On trouve des artefacts dans la campagne solo, mais aussi et surtout dans les parties multi. Il en existe deux types : les parties compétitives, comme dans la plupart des STR, mais aussi des parties coopératives sur des cartes spéciales à débloquer, où deux à trois joueurs doivent oeuvrer de concert pour défaire les créatures du Fléau. Un ajout sympathique, même s'il manque un peu de contenu. En multi, le gameplay s'étoffe un poil avec la présence de rares bâtiments et d'une ressource, mais le coeur du jeu reste une action nerveuse, avec d'incessantes escarmouches. Bref, WorldShift est un bon jeu "tout court". Quant à savoir s'il s'agit d'un bon jeu de stratégie... C'est plus compliqué. En effet, on ne voit pas toujours où est la stratégie dans WorldShift. On passe plus de temps à gérer des combats, des combats et encore des combats qu'à planifier, à gérer et à manager comme dans d'autres jeux du genre. Vous voilà prévenus, vous pouvez donc désormais vous laisser tenter en connaissance de cause, ça mérite le détour.
- Graphismes15/20
Le moteur Gamebryo (Oblivion, Civilization IV...) fait une fois de plus des merveilles. Unités, décors et effets sont jolis, avec parfois une petite touche Blizzard qui se dégage, WorldShift faisant penser tantôt à Warcraft III, tantôt à Starcraft II. C'est bien le seul reproche qu'on puisse lui faire sur le plan visuel : ne pas vraiment réussir à imposer sa propre personnalité.
- Jouabilité15/20
WorldShift mise avant tout sur l'action, ne vous attendez donc pas à élaborer de grandes stratégies. Ce titre se destine plutôt aux amateurs de parties rapides et trépidantes. De ce point de vue-là, le gameplay est incontestablement réussi. Bien sûr, c'est un peu basique, mais le système de personnalisation des factions vient rajouter un peu de profondeur.
- Durée de vie14/20
La campagne solo se boucle relativement vite avec sa petite vingtaine de missions rapides, mais WorldShift se destine surtout au multijoueur. Dommage qu'il manque de cartes, mais on apprécie la présence d'un mode coopératif, assez rare dans le genre.
- Bande son16/20
Les musiques sont de toute beauté, notamment les thèmes aux accents tribaux pour les mutants. Quelques passages vraiment épiques viennent souligner les phases de jeu survoltées. Le doublage est un peu en retrait mais demeure correct.
- Scénario15/20
Les bases de l'intrigue peuvent paraître convenues, mais l'histoire se complexifie au fil de son déroulement et finit par dévoiler toute sa richesse. L'univers s'étoffe de belle manière d'une mission à l'autre et parvient à éviter l'écueil du manichéisme.

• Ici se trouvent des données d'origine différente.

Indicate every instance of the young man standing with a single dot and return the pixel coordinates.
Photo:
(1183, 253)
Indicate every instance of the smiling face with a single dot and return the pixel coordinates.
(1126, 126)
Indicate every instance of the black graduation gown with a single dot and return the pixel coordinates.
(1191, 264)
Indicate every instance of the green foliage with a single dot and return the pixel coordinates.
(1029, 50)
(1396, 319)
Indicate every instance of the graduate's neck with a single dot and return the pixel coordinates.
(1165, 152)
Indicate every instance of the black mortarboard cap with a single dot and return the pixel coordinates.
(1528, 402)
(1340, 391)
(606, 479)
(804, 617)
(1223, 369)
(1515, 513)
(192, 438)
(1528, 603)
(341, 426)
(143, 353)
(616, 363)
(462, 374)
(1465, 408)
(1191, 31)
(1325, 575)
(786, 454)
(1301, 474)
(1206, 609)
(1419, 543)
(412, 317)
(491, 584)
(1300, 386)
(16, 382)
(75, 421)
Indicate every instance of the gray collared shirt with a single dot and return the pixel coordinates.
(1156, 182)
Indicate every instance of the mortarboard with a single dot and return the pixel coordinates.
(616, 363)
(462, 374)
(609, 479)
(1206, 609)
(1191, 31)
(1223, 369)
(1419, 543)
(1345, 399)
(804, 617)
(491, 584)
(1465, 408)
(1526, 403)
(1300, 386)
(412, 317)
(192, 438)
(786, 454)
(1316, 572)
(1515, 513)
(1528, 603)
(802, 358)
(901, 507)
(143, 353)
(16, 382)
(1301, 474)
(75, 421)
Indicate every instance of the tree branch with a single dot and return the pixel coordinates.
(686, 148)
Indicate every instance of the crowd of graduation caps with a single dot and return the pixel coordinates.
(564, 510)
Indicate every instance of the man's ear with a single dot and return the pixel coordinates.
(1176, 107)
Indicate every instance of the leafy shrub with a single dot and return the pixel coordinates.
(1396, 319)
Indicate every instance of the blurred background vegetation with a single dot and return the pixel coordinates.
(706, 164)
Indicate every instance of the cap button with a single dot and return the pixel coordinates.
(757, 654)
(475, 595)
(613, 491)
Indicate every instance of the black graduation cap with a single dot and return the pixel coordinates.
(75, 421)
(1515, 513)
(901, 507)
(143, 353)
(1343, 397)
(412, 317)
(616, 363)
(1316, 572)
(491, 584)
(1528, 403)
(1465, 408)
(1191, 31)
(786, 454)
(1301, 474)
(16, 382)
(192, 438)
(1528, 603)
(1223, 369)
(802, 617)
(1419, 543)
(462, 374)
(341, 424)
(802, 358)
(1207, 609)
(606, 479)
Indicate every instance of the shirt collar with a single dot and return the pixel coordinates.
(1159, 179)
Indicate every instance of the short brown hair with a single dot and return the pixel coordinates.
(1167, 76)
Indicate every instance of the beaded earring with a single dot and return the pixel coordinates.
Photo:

En attendant des superproductions comme Starcraft II ou Dawn of War II, WorldShift prouve de belle manière qu'un petit studio peut aussi se faire une place dans le monde impitoyable des jeux de stratégie. Indubitablement orienté action, il saura convaincre les joueurs qui n'aiment pas se prendre la tête avec des plans élaborés et préfèrent se concentrer sur les combats.